Comencé a ser alguien en mi barrio a partir de que adopté a Don Goyo. Desde la primera vez que salimos a pasear juntos descubrí que la gente comenzó a notarme, esbozaban una sonrisa, me hacían un guiño con la mirada y –vaya- hasta era digna de plática.
Antes yo era lo más parecido a una pálida sombra sin gracia. Por más que acudiera diario a clase de yoga o pasara horas en el café de la cuadra yo para los demás, y me refiero a los vecinos con los que comparto centímetros de piso en esta megaurbe, no dejaba de ser una silueta en movimiento. Hasta que me vieron con Goyo. Hasta que ese perro blanco, viejo, callejero, me dotó de personalidad.
A Goyo me lo enjaretaron en una borrachera. Entre copas y risas estúpidas lo bautizamos como Kenli. Ya en casa me di cuenta que tenía cara de anciano inteligente y que eso de la adopción era una cosa seria, pues a los perros hay que sacarlos a pasear dos veces al día y no soportan la soledad.

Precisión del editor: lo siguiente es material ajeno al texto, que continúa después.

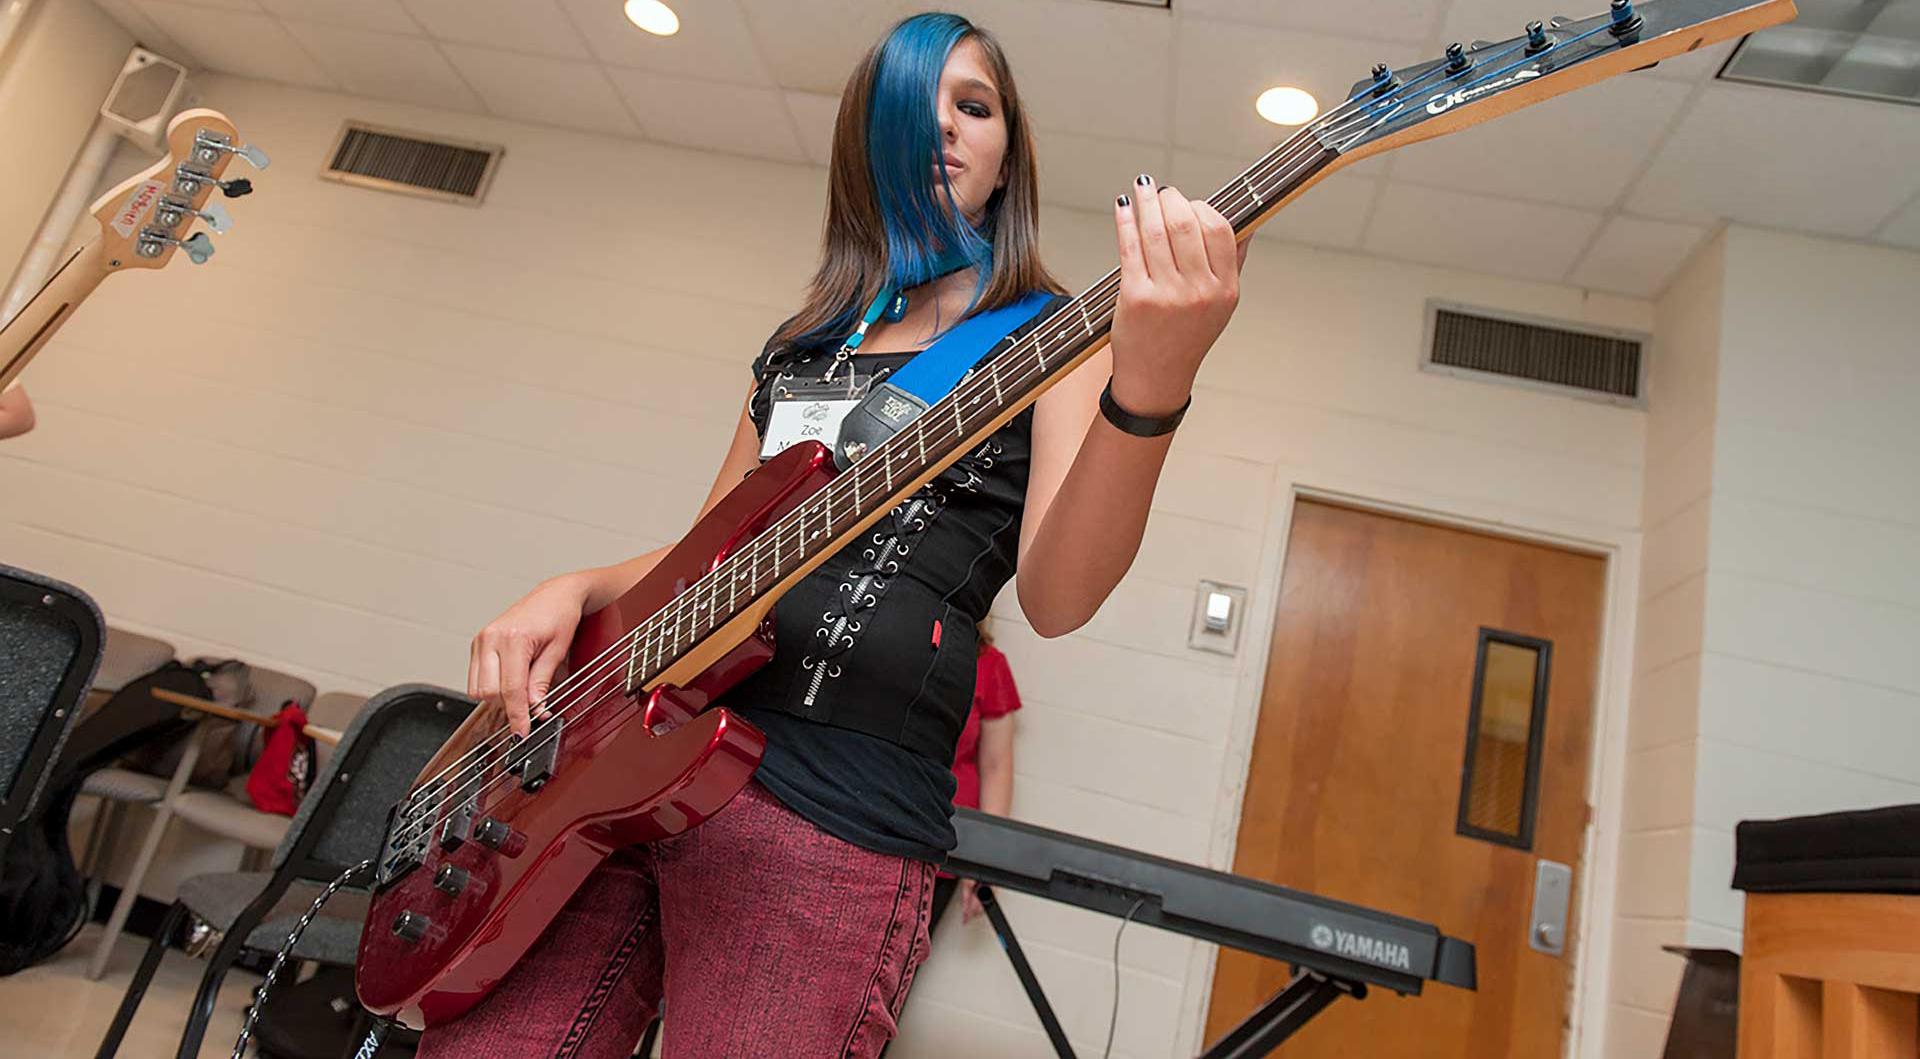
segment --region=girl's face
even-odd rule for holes
[[[995,188],[1007,182],[1007,119],[1001,113],[1000,90],[988,69],[980,44],[961,41],[947,55],[940,72],[940,149],[955,201],[969,221],[979,224]],[[935,199],[940,169],[934,167]]]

Esa mañana de resaca me armé de valor, le puse un lazo y salí con él a enfrentar al mundo. Durante las primeras caminatas nos mirábamos con desconfianza hasta que asumimos que el destino nos había juntado. Y al mismo tiempo en que me convertí en madre adoptiva de un ser vivo fui dejando de ser invisible.
En cada calle hacíamos nuevos amigos. “Qué bonito chiquito, ¿cómo se llama?”. “¿Qué raza es? ¿Cuántos años tiene?”. “Es hombrecito o hembrita?”. “Yo tenía uno igual, pero se murió y todavía no lo olvido”. “El mío es juguetón, pero no muerde”.

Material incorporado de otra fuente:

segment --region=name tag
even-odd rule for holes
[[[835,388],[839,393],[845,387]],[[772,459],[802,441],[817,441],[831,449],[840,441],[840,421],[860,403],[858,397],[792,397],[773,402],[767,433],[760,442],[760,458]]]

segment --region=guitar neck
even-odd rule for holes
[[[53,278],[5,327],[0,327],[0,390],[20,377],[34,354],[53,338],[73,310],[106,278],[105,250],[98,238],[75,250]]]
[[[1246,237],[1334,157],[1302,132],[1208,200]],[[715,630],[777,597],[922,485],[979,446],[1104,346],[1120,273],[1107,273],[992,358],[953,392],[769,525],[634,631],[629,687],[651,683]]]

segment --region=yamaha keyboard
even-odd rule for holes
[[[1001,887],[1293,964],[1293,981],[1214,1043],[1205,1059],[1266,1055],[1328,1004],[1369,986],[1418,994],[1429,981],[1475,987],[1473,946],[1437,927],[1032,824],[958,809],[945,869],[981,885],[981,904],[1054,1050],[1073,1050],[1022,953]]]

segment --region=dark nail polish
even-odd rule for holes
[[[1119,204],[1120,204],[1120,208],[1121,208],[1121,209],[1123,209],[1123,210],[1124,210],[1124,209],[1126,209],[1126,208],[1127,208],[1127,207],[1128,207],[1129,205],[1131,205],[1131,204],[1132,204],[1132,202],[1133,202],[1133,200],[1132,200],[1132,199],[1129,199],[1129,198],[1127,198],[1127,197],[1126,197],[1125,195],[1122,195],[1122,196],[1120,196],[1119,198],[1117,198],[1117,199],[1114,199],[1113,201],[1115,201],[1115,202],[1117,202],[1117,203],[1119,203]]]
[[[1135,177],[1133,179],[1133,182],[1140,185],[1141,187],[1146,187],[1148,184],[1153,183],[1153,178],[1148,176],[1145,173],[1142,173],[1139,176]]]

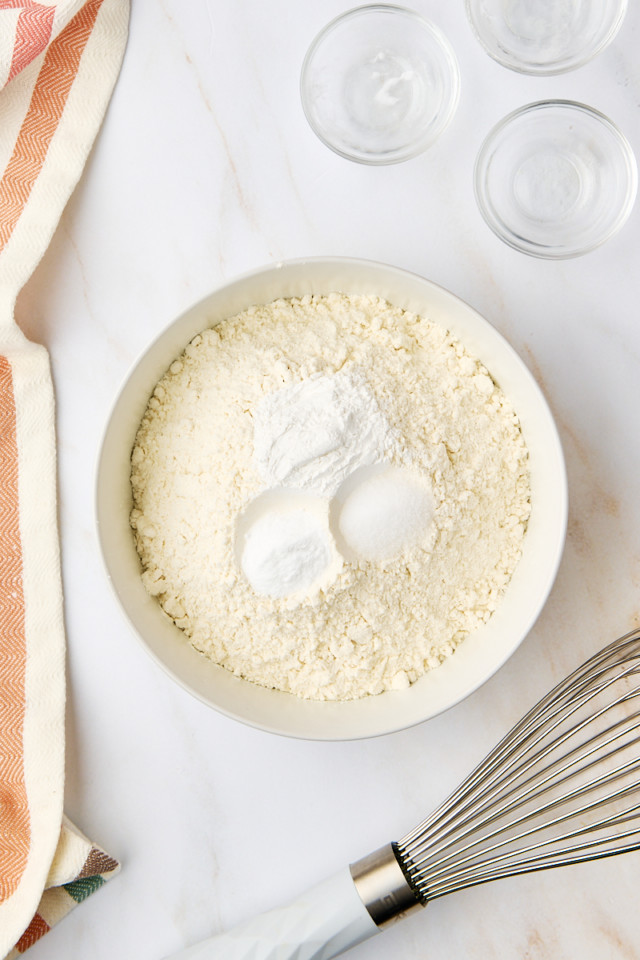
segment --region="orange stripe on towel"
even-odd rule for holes
[[[29,856],[26,662],[16,409],[11,367],[0,357],[0,903],[17,889]]]
[[[36,913],[35,917],[22,934],[18,942],[16,943],[16,950],[18,953],[25,953],[32,947],[40,937],[44,937],[45,933],[49,933],[51,927],[47,921],[40,916],[39,913]]]
[[[103,0],[87,0],[47,50],[0,181],[0,251],[11,237],[42,170],[102,3]]]

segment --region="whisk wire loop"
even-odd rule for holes
[[[636,765],[636,766],[637,766],[637,765]],[[464,847],[462,847],[462,848],[457,849],[457,850],[456,850],[456,853],[455,853],[455,863],[456,863],[456,867],[459,867],[460,865],[464,865],[465,863],[475,864],[476,860],[475,860],[475,857],[473,856],[473,854],[467,855],[466,857],[461,857],[460,854],[461,854],[461,853],[464,853],[464,852],[466,852],[466,851],[468,851],[468,850],[473,850],[473,849],[479,847],[480,845],[482,845],[482,855],[483,855],[483,858],[484,858],[483,862],[484,862],[485,865],[492,864],[492,863],[499,863],[499,862],[501,862],[501,861],[504,860],[504,859],[511,859],[511,858],[513,858],[513,856],[514,856],[513,846],[514,846],[514,844],[517,843],[518,841],[524,840],[524,839],[526,839],[527,837],[531,837],[531,836],[535,835],[536,833],[539,833],[541,830],[548,830],[549,828],[555,828],[555,827],[559,826],[559,824],[561,824],[561,823],[565,823],[565,822],[567,822],[567,821],[573,821],[573,820],[576,819],[576,817],[579,817],[579,816],[584,815],[584,814],[586,814],[586,813],[590,813],[590,812],[593,811],[594,809],[602,806],[603,803],[607,803],[607,802],[610,802],[610,801],[616,800],[616,799],[621,799],[622,797],[628,795],[629,792],[630,792],[630,788],[629,788],[629,787],[627,787],[627,788],[625,788],[625,789],[623,789],[623,790],[613,791],[613,792],[611,792],[610,794],[608,794],[608,795],[604,798],[604,800],[592,801],[591,803],[585,804],[585,805],[583,805],[582,807],[580,807],[580,808],[577,809],[577,810],[571,810],[569,813],[566,813],[566,814],[564,814],[564,815],[562,815],[562,816],[555,817],[555,818],[552,819],[552,820],[547,820],[547,821],[546,821],[544,824],[542,824],[542,825],[532,826],[532,827],[530,827],[529,829],[524,830],[524,831],[521,831],[521,832],[518,833],[518,834],[509,835],[509,836],[505,837],[504,839],[500,840],[498,843],[495,843],[495,844],[492,844],[492,845],[488,845],[488,844],[487,844],[487,841],[488,841],[488,840],[491,840],[491,839],[493,839],[493,838],[496,837],[496,836],[500,836],[500,834],[501,834],[501,832],[502,832],[501,830],[495,830],[495,831],[493,831],[493,832],[491,832],[491,833],[489,833],[489,834],[486,834],[486,835],[482,836],[481,838],[475,840],[474,842],[472,842],[472,843],[470,843],[470,844],[467,844],[466,846],[464,846]],[[569,799],[571,799],[571,798],[569,798]],[[563,799],[563,801],[561,801],[561,802],[564,802],[564,799]],[[547,813],[548,810],[549,810],[551,807],[553,807],[554,805],[555,805],[555,804],[549,804],[547,807],[541,808],[540,811],[539,811],[539,813]],[[579,827],[579,828],[576,828],[575,830],[572,830],[572,831],[569,831],[569,832],[567,832],[567,833],[565,833],[565,834],[562,834],[561,837],[552,836],[552,837],[549,837],[549,838],[547,838],[547,839],[545,839],[545,840],[541,840],[541,841],[539,841],[539,842],[536,843],[536,844],[532,844],[532,845],[529,845],[529,846],[527,846],[527,847],[520,847],[520,848],[518,849],[518,851],[517,851],[517,852],[518,852],[518,856],[522,857],[522,856],[525,856],[525,855],[529,855],[532,851],[534,851],[534,850],[539,850],[539,849],[541,849],[542,847],[545,847],[545,846],[548,847],[548,846],[550,846],[550,845],[555,845],[555,846],[557,847],[558,842],[559,842],[559,839],[561,839],[562,841],[575,839],[576,837],[583,836],[585,833],[589,833],[589,832],[592,832],[592,831],[595,831],[595,830],[599,830],[599,829],[602,829],[602,827],[604,827],[604,826],[608,826],[608,825],[612,825],[612,824],[614,824],[614,823],[620,822],[621,817],[624,817],[624,819],[628,819],[628,818],[629,818],[629,815],[631,815],[631,814],[637,815],[637,813],[638,813],[639,811],[640,811],[640,804],[636,804],[634,807],[632,807],[632,808],[630,808],[629,810],[625,811],[625,813],[624,813],[623,815],[611,815],[609,818],[605,818],[604,820],[601,820],[597,825],[596,825],[596,824],[588,824],[588,825],[586,825],[586,826]],[[529,817],[527,817],[527,816],[520,817],[518,820],[511,821],[511,823],[509,824],[509,826],[510,826],[511,829],[513,829],[514,827],[517,827],[517,826],[522,825],[523,823],[526,823],[528,820],[529,820]],[[638,829],[640,830],[640,827],[639,827]],[[597,842],[598,842],[598,843],[601,843],[602,841],[599,840],[599,841],[597,841]],[[585,846],[589,846],[589,845],[591,845],[591,844],[585,844]],[[509,847],[510,849],[509,849],[509,851],[508,851],[504,856],[487,858],[487,854],[492,853],[492,852],[494,852],[494,851],[496,851],[496,850],[500,850],[501,848],[503,848],[503,847],[505,847],[505,846]],[[566,851],[566,850],[569,850],[569,849],[574,850],[575,848],[574,848],[574,847],[572,847],[572,848],[563,848],[563,850],[565,850],[565,851]],[[556,851],[556,852],[558,852],[558,851]],[[430,879],[431,882],[433,882],[434,879],[437,879],[439,876],[441,876],[441,875],[443,875],[443,874],[446,873],[448,867],[447,867],[447,866],[444,866],[444,865],[447,864],[447,863],[448,863],[449,861],[451,861],[452,859],[453,859],[453,855],[450,855],[450,856],[448,856],[448,857],[441,858],[440,860],[437,860],[437,861],[435,861],[435,862],[431,862],[431,863],[429,864],[428,875],[429,875],[429,879]],[[444,866],[444,870],[442,869],[443,866]],[[440,869],[439,869],[439,868],[440,868]],[[416,879],[419,878],[419,877],[421,876],[421,874],[426,874],[426,872],[427,872],[427,871],[425,870],[424,867],[423,867],[422,869],[418,870],[418,871],[416,872],[416,875],[415,875],[415,876],[416,876]]]
[[[563,783],[567,783],[569,780],[574,779],[576,776],[580,775],[581,773],[584,773],[595,766],[600,766],[604,760],[609,758],[614,758],[620,753],[619,747],[613,750],[610,750],[608,753],[604,753],[603,748],[614,743],[616,740],[619,740],[625,734],[628,734],[633,730],[637,729],[638,727],[640,727],[640,719],[638,719],[635,723],[631,725],[629,725],[627,721],[624,721],[624,720],[618,721],[618,723],[612,724],[605,731],[602,731],[602,734],[600,736],[604,736],[605,734],[610,733],[612,730],[619,727],[622,727],[622,729],[618,729],[618,731],[615,734],[606,738],[602,743],[598,743],[598,742],[592,743],[591,747],[588,750],[583,750],[582,745],[578,745],[577,747],[574,747],[572,750],[570,750],[567,754],[558,758],[553,765],[550,765],[547,768],[546,773],[544,775],[541,775],[538,771],[537,773],[531,775],[528,779],[524,780],[521,784],[516,784],[510,790],[505,791],[502,795],[499,796],[499,799],[501,800],[500,806],[496,806],[495,803],[491,804],[490,802],[487,802],[481,808],[478,805],[476,805],[476,807],[472,811],[469,811],[467,808],[465,808],[464,813],[465,814],[472,813],[474,818],[477,818],[478,816],[482,816],[483,825],[488,826],[491,823],[494,823],[495,821],[500,821],[501,818],[503,818],[507,813],[509,814],[513,813],[514,811],[522,808],[527,802],[531,800],[535,800],[540,795],[543,795],[548,787],[558,788]],[[635,737],[633,740],[629,741],[625,745],[625,747],[636,745],[639,742],[640,742],[640,738]],[[579,751],[582,751],[582,752],[579,752]],[[592,758],[591,760],[589,760],[590,757]],[[568,758],[571,758],[571,759],[568,759]],[[580,761],[583,761],[583,760],[587,760],[588,762],[583,763],[582,766],[577,767],[576,764],[578,764]],[[566,761],[566,762],[563,763],[563,761]],[[561,763],[562,763],[562,766],[559,766]],[[580,794],[585,794],[588,791],[598,787],[605,780],[612,780],[616,776],[623,776],[625,773],[628,773],[630,770],[638,769],[639,767],[640,767],[640,760],[629,761],[626,764],[619,766],[617,771],[612,770],[609,773],[603,773],[599,778],[596,778],[593,781],[587,781],[586,783],[582,784],[580,787],[574,789],[573,792],[570,792],[565,796],[560,797],[560,799],[547,803],[546,805],[542,806],[537,812],[538,814],[547,812],[553,809],[554,806],[558,806],[559,804],[567,802],[568,800],[575,799]],[[564,774],[564,776],[561,776],[561,774]],[[495,797],[495,793],[492,795],[492,798],[493,797]],[[506,801],[509,799],[509,797],[511,797],[511,802],[507,803]],[[525,817],[521,819],[525,819]],[[511,825],[513,826],[514,823],[517,823],[517,822],[518,821],[512,822]],[[430,836],[428,838],[430,842],[427,842],[427,840],[423,839],[419,844],[416,844],[413,852],[413,857],[415,858],[416,854],[423,853],[427,845],[429,847],[430,855],[433,856],[434,852],[443,846],[443,843],[446,840],[446,837],[451,832],[452,830],[449,830],[444,834],[441,833],[438,837],[437,843],[434,842],[433,836]],[[497,830],[496,832],[499,832],[499,830]],[[471,824],[470,826],[468,826],[466,831],[464,832],[458,831],[457,839],[461,840],[464,837],[468,835],[473,835],[475,833],[477,833],[477,828],[475,824]]]
[[[639,698],[640,631],[633,631],[543,697],[394,845],[416,896],[426,902],[639,849]]]
[[[628,641],[629,644],[633,644],[635,640],[635,646],[633,649],[637,651],[637,648],[640,643],[640,635],[632,634],[628,635],[631,639]],[[615,644],[611,644],[610,647],[619,647],[624,648],[627,646],[627,638],[622,638],[620,641],[616,641]],[[517,723],[512,730],[500,741],[500,743],[485,757],[485,759],[472,771],[472,773],[466,778],[466,780],[454,791],[449,799],[442,805],[439,810],[434,811],[434,813],[420,823],[414,830],[412,830],[404,838],[403,843],[410,843],[412,840],[417,839],[420,836],[425,836],[426,831],[429,829],[430,825],[436,821],[442,826],[446,823],[446,820],[442,817],[442,812],[445,808],[450,808],[455,810],[455,817],[459,818],[460,809],[455,808],[455,804],[459,803],[463,797],[469,796],[472,797],[476,792],[476,789],[486,791],[487,783],[491,785],[492,783],[498,781],[498,779],[506,779],[509,775],[510,768],[516,762],[517,759],[523,753],[523,747],[527,746],[527,737],[531,734],[531,729],[537,732],[537,739],[532,742],[528,748],[534,746],[535,743],[539,742],[544,737],[544,732],[541,731],[544,721],[556,721],[559,723],[566,718],[566,714],[561,713],[563,708],[566,707],[564,702],[564,696],[569,695],[572,699],[569,701],[569,712],[573,713],[576,710],[580,709],[586,702],[592,699],[594,696],[599,694],[603,689],[606,689],[612,682],[616,679],[621,679],[624,676],[630,675],[631,673],[638,672],[638,665],[635,667],[632,664],[626,671],[621,671],[618,676],[609,678],[601,686],[594,687],[594,679],[599,679],[602,676],[602,673],[610,669],[610,664],[607,661],[611,660],[613,653],[610,651],[607,653],[609,648],[605,648],[604,651],[601,651],[600,654],[597,654],[592,661],[595,662],[595,665],[598,666],[600,662],[604,661],[604,666],[602,670],[594,670],[591,673],[590,678],[584,678],[586,668],[589,663],[592,661],[587,661],[586,664],[583,664],[582,667],[574,671],[569,677],[564,681],[558,684],[554,690],[547,694],[539,704],[537,704],[528,714],[523,717],[523,719]],[[575,687],[573,687],[574,679],[577,681],[578,677],[581,680],[581,683],[576,682]],[[590,683],[589,683],[590,680]],[[580,698],[579,694],[583,689],[587,687],[587,693],[584,698]],[[623,694],[623,696],[635,696],[640,693],[640,689],[636,689],[632,694]],[[608,709],[605,707],[604,710]],[[553,712],[549,717],[545,717],[545,713],[549,710]],[[558,715],[560,714],[560,717]],[[587,718],[586,722],[589,722]],[[557,724],[556,724],[557,725]],[[547,733],[549,731],[547,730]],[[515,756],[514,756],[515,755]],[[509,764],[508,758],[512,756],[512,763]],[[493,779],[489,776],[492,771],[496,771]]]
[[[531,768],[535,769],[535,764],[538,763],[540,759],[547,756],[553,750],[556,750],[561,744],[569,740],[572,736],[575,736],[575,734],[584,726],[586,726],[588,723],[594,722],[605,711],[609,710],[611,706],[614,706],[617,703],[622,702],[622,699],[623,698],[621,697],[617,701],[614,701],[612,704],[608,704],[606,707],[602,708],[602,710],[600,710],[596,714],[584,719],[582,723],[574,726],[573,728],[570,728],[561,738],[557,739],[554,742],[548,743],[546,749],[538,752],[537,754],[533,754],[528,759],[528,761],[521,768],[517,770],[518,776],[522,776],[524,772],[528,771]],[[465,815],[469,819],[471,818],[471,816],[475,818],[483,817],[484,822],[489,822],[490,819],[494,819],[494,817],[491,817],[491,815],[489,814],[489,810],[492,809],[492,801],[495,798],[499,798],[501,801],[504,801],[510,794],[513,794],[516,791],[519,791],[517,794],[518,801],[523,801],[527,797],[527,792],[523,791],[522,788],[527,786],[527,784],[533,784],[533,787],[529,791],[529,795],[532,793],[534,787],[540,788],[545,783],[553,782],[555,786],[558,786],[558,774],[563,773],[567,769],[569,769],[571,767],[572,762],[577,763],[579,760],[587,758],[590,753],[597,755],[598,751],[602,751],[602,748],[604,746],[607,746],[609,742],[616,739],[615,737],[612,737],[610,738],[609,741],[605,740],[605,742],[599,744],[597,742],[598,737],[604,738],[606,734],[610,732],[612,729],[614,729],[615,727],[621,727],[621,726],[625,727],[627,723],[628,721],[624,719],[624,720],[618,721],[616,724],[610,725],[609,728],[605,728],[605,730],[601,731],[597,735],[597,737],[593,739],[590,750],[584,751],[584,745],[582,743],[577,744],[575,747],[573,747],[572,750],[569,750],[567,754],[565,754],[564,756],[558,757],[553,764],[550,764],[549,767],[547,767],[546,776],[542,779],[541,779],[541,774],[539,770],[535,771],[534,774],[532,774],[532,776],[528,780],[524,779],[524,780],[521,780],[519,783],[514,776],[512,776],[511,779],[508,780],[506,774],[503,777],[498,777],[498,776],[493,777],[489,781],[489,783],[492,784],[492,786],[494,786],[494,789],[487,790],[485,786],[484,792],[482,793],[480,800],[476,801],[476,803],[473,805],[467,804],[466,806],[462,806],[457,811],[455,811],[456,822],[459,821],[459,818],[461,815]],[[638,725],[640,725],[640,720],[638,720],[637,723],[634,724],[631,729],[637,727]],[[617,736],[621,737],[627,732],[629,732],[629,730],[627,728],[624,728],[619,731]],[[536,743],[539,742],[539,740],[540,738],[536,740]],[[529,747],[529,749],[531,749],[531,747]],[[570,758],[572,755],[574,755],[574,760],[573,761],[568,760],[568,758]],[[602,756],[597,756],[597,762],[600,762],[601,760],[602,760]],[[558,769],[559,765],[563,763],[563,761],[566,761],[564,763],[564,766],[561,766],[560,769]],[[513,774],[514,771],[511,771],[511,772]],[[507,790],[501,793],[500,788],[505,780],[508,780],[508,782],[513,783],[514,786],[512,786],[511,790]],[[519,803],[514,803],[514,805],[509,809],[515,809],[518,805]],[[501,816],[503,815],[504,812],[506,812],[506,808],[499,808],[495,816]],[[452,813],[450,817],[441,818],[439,820],[440,829],[438,831],[438,835],[440,840],[444,839],[447,836],[447,832],[443,831],[442,828],[446,826],[448,823],[450,823],[453,820],[453,818],[454,818],[454,814]],[[474,829],[474,828],[472,827],[470,829]],[[419,852],[421,848],[424,848],[427,844],[433,844],[434,839],[435,837],[433,836],[433,831],[429,832],[427,830],[424,830],[421,841],[416,845],[416,849],[414,850],[414,855],[415,853]]]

Así, de ser nadie pasé a ser La Mamá de Goyo.
Mi nuevo huésped pronto me insertó en su nuevo círculo social a pesar de que siempre ha sido un follower sin personalidad, su única aspiración en la vida es ser acariciado y su única gracia es eructar tras cada bocado.

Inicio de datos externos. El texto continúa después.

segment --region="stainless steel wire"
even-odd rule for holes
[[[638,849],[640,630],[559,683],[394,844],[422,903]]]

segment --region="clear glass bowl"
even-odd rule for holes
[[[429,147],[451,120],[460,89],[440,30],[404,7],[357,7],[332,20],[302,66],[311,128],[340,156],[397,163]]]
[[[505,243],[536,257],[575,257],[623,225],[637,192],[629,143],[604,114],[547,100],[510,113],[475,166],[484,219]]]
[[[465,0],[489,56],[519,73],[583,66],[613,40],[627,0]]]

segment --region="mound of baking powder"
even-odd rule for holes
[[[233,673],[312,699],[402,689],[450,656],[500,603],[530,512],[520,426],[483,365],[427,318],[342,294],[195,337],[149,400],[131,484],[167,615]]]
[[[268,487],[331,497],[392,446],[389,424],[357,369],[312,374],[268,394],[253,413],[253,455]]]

Una temporada él y yo perdimos popularidad: fue mientras vivíamos con un chef argentino a quien los vecinos culpaban de haberlo hecho pretencioso como él porque ya ni la cola les movía.
A saber.
Vivo en un barrio donde la señal de los pasos peatonales es una silueta humana con un perro. Donde los restaurantes autorizan la entrada a animales. Donde las clases de pilates parecen conciertos caninos porque cada alumna amarra una mascota a la pata de su transformer. Donde los solteros socializan en las noches hablando de vacunas antirrábicas, croquetas light y limpiezas dentales mientras sus peludos hijos corren en pandilla por el parque. Donde los vecinos declaran la guerra a quien no levanta una caca. Donde fácilmente se aprobaría la pena de muerte a quien muestre ser mala madre de un Goyo cualquiera. Donde existe un establecimiento donde al festejado y a sus amiguitos les sirven croquetas gourmet.
Vivo en una colonia de Perros ‘Mirreyes’: cada establecimiento tiene un plato metálico en la entrada que ofrece agua a los canes sedientos, pero que tiene vigilantes listos para impedir que se acerquen niños indigentes. Ni siquiera a pedir agua.